Bad Liar by Tami Hoag
My rating: 4 of 5 stars
It’s been quite a few years since I’ve read a Tami Hoag book but I remembered I liked her writing. So for Christmas, her new novel, “Bad Liar”, was among some books on my wish list. I only read books that are set in places I’d like to be. I like books that are set the south, the Pacific Northwest, the mountains, Minnesota ( John Sandford, William Kent Kruger), State Parks (Nevada Barr) and just about anywhere there is a large body of water (ocean is always good—go way back here to John D. MacDonald’s Travis McGee series). I’ve lived my entire life in the Midwest and nothing much ever exciting happens here (unless you count floods and tornados) and the land is mostly flat save a few of Ozark Mountain regions.

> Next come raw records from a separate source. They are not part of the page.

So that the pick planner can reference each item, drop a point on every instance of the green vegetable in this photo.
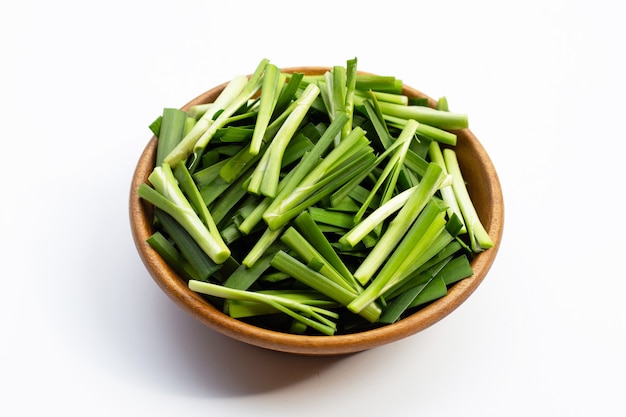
(313, 204)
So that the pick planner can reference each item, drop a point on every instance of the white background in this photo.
(86, 332)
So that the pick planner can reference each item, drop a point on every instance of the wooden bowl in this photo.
(484, 188)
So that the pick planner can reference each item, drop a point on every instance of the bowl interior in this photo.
(484, 188)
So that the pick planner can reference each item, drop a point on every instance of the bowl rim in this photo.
(314, 345)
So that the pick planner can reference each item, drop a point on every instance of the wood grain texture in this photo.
(484, 188)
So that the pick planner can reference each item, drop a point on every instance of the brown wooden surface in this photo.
(484, 188)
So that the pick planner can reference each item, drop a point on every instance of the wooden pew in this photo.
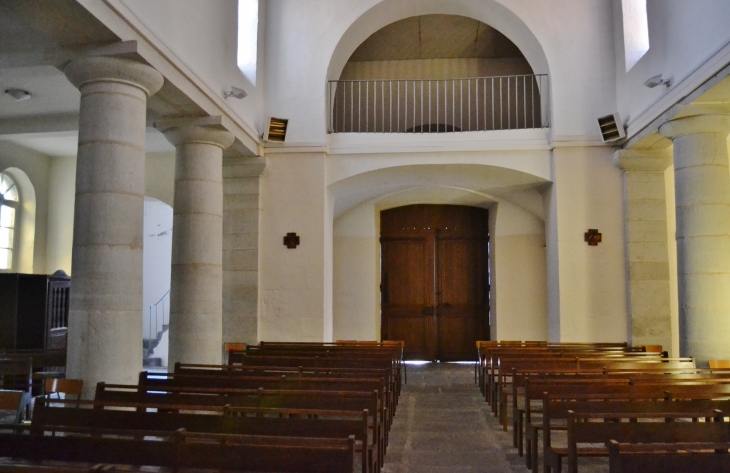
(535, 391)
(183, 450)
(501, 365)
(319, 423)
(557, 411)
(256, 398)
(301, 371)
(583, 428)
(684, 457)
(161, 382)
(308, 361)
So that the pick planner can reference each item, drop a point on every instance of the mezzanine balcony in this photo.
(517, 102)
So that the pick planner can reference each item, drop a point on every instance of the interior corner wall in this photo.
(291, 292)
(588, 193)
(328, 316)
(520, 275)
(672, 250)
(37, 167)
(159, 177)
(550, 204)
(356, 275)
(61, 214)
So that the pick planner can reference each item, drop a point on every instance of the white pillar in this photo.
(702, 183)
(647, 245)
(196, 287)
(105, 322)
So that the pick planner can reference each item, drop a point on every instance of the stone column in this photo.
(105, 322)
(647, 245)
(241, 211)
(702, 183)
(196, 287)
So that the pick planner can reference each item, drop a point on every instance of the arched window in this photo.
(636, 31)
(248, 31)
(9, 213)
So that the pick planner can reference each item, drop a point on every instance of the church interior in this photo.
(435, 211)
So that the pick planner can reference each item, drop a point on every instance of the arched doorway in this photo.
(435, 279)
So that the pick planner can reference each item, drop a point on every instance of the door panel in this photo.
(435, 288)
(461, 272)
(407, 282)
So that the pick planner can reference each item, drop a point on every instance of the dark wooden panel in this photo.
(8, 310)
(436, 291)
(30, 316)
(407, 289)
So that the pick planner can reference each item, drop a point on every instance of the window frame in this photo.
(17, 206)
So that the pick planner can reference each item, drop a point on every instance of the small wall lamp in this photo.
(657, 80)
(18, 94)
(234, 92)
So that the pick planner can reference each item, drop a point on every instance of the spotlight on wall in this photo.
(276, 130)
(18, 94)
(234, 92)
(611, 128)
(657, 80)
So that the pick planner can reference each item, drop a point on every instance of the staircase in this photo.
(155, 323)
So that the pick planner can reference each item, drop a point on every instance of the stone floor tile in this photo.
(442, 425)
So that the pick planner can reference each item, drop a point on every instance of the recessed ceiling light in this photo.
(18, 94)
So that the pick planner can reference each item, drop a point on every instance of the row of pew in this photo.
(23, 372)
(275, 407)
(642, 410)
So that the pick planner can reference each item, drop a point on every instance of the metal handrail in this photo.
(439, 105)
(153, 322)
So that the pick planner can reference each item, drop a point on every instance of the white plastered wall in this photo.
(292, 288)
(61, 213)
(688, 41)
(204, 35)
(587, 291)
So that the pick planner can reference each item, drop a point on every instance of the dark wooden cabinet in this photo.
(34, 311)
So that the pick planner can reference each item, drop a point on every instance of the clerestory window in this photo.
(248, 31)
(9, 213)
(636, 31)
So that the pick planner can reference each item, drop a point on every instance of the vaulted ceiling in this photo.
(435, 37)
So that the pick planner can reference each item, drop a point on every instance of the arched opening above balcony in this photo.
(437, 73)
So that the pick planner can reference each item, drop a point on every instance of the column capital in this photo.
(696, 124)
(642, 159)
(107, 69)
(189, 134)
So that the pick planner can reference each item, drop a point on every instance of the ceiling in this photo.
(37, 38)
(435, 37)
(66, 143)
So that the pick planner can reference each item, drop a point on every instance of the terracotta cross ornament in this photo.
(291, 240)
(592, 237)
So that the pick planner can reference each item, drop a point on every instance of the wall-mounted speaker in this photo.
(276, 129)
(611, 128)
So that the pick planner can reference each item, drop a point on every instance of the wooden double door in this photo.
(435, 280)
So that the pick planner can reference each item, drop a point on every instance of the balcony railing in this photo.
(439, 105)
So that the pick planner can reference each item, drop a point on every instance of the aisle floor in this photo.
(443, 425)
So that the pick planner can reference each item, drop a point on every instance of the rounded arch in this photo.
(517, 256)
(25, 235)
(489, 12)
(479, 184)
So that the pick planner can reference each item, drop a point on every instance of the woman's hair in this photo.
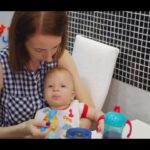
(26, 24)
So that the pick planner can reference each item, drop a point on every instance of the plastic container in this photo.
(114, 123)
(78, 133)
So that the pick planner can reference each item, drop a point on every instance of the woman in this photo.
(37, 42)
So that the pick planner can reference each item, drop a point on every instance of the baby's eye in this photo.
(63, 86)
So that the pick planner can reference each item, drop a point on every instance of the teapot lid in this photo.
(115, 118)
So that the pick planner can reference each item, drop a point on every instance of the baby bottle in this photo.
(114, 123)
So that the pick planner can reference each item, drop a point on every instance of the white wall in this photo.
(134, 102)
(5, 19)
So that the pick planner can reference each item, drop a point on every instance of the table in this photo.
(140, 130)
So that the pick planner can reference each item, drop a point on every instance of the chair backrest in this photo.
(95, 62)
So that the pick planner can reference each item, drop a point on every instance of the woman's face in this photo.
(42, 47)
(58, 90)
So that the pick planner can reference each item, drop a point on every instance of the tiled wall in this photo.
(127, 30)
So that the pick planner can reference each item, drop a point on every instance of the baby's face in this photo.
(59, 89)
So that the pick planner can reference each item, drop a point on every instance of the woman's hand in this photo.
(32, 128)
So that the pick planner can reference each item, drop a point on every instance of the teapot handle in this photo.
(130, 125)
(100, 118)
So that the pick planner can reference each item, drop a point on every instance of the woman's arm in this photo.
(1, 78)
(28, 129)
(82, 93)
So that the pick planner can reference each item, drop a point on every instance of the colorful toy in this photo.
(48, 117)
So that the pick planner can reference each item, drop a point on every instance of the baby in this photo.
(59, 93)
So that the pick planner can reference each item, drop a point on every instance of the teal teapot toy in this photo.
(114, 123)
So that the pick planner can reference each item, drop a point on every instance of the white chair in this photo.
(95, 62)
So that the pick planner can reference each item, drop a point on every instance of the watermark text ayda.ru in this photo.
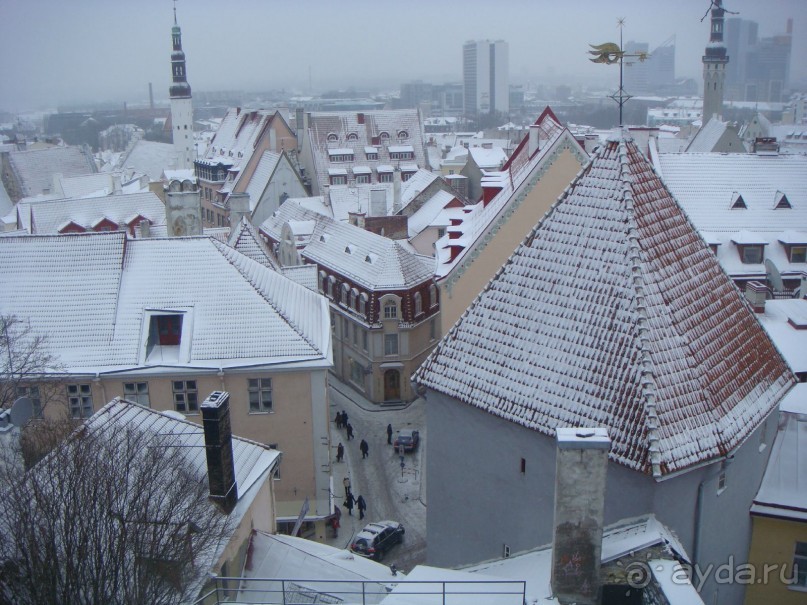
(639, 574)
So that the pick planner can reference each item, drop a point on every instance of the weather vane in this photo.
(610, 53)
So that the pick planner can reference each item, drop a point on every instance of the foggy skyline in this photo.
(57, 52)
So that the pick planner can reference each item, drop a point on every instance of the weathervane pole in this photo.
(610, 53)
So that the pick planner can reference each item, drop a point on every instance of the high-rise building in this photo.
(486, 77)
(714, 65)
(181, 104)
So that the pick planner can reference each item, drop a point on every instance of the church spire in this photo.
(714, 65)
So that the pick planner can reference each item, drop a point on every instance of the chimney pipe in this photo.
(219, 449)
(239, 208)
(580, 470)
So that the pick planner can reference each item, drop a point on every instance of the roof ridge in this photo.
(226, 251)
(648, 379)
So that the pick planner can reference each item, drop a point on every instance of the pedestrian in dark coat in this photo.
(349, 501)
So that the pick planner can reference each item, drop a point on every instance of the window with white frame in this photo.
(390, 309)
(186, 398)
(260, 395)
(390, 344)
(137, 392)
(418, 304)
(32, 393)
(79, 398)
(800, 565)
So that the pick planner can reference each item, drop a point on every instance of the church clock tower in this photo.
(181, 104)
(714, 66)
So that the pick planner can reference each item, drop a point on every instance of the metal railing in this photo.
(269, 591)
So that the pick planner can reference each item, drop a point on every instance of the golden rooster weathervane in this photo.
(610, 53)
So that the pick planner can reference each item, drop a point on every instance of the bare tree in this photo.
(113, 515)
(27, 367)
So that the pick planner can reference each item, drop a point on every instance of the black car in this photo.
(407, 438)
(377, 538)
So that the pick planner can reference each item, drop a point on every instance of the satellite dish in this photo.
(22, 411)
(773, 275)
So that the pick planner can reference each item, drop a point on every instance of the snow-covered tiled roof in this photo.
(51, 216)
(783, 492)
(371, 260)
(35, 169)
(92, 294)
(706, 139)
(361, 135)
(707, 184)
(246, 239)
(478, 219)
(615, 313)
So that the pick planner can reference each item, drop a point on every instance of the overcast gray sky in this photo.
(56, 51)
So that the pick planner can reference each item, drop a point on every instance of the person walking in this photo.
(349, 502)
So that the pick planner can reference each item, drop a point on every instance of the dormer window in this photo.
(751, 254)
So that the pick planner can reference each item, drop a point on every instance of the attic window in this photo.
(738, 202)
(782, 201)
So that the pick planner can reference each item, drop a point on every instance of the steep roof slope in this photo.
(613, 312)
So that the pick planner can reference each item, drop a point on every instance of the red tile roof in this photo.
(615, 313)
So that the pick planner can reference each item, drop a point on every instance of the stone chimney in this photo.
(396, 191)
(534, 139)
(755, 293)
(183, 208)
(239, 208)
(580, 470)
(219, 449)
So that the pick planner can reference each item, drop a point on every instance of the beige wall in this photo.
(469, 277)
(772, 543)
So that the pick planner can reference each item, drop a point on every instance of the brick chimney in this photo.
(580, 470)
(756, 292)
(219, 449)
(239, 208)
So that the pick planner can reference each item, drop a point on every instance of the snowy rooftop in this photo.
(708, 186)
(783, 492)
(51, 216)
(367, 137)
(614, 313)
(374, 261)
(109, 288)
(478, 219)
(35, 169)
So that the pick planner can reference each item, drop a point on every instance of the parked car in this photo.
(408, 438)
(376, 539)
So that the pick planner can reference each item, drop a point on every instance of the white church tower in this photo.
(714, 66)
(181, 105)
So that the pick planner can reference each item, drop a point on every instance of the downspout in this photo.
(696, 542)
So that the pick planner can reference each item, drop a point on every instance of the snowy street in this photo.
(391, 493)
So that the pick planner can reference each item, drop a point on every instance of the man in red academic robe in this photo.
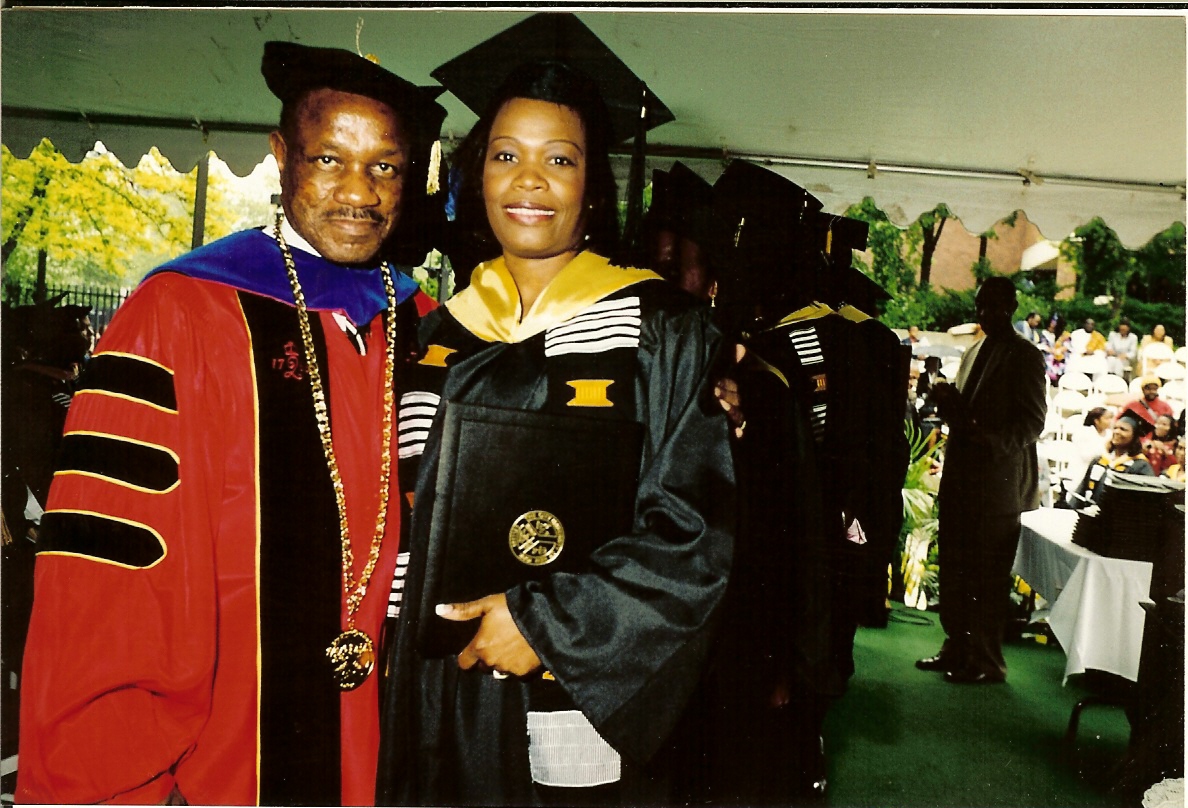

Hoag’s new book is set in southern Louisiana, a place I‘ve always thought to be exotic. Swamps and gators and Cypress trees with their knees rising out theof murky water and who knows what other critters are lurking below. I’ve always wanted to visit the Everglades, (I know that’s not in southern Lousiann but…) and take an air boat ride on the water. It hasn’t happened yet, but hopefully, sometime soon.
I’m no good at describing what a book is about. What I can tell you about this book is that it is about three separate missing persons investigations. I had a difficult time following all the characters; the cops, the missing persons, the parents, the suspects and various other characters. The one big problem I had with this book is the main character, Nick Fourcade and his wife Annoiette “Annie” Broussard. The problem is Nick is the Lieutenant in the Detective Bureau and Annie is his subordinate. After being in law enforcement for almost thirty years, I can’t imagine a scenario where a spouse could be a direct supervisor of his or her spouse, as in this book. Most of the time, if spouses are employed by the same department, the closest they come to working together is being on different squads simultaneously. But hey, who knows what small-town America does.
All in all, it’s a good book. Not one of her greatest I’m sure but worth the read.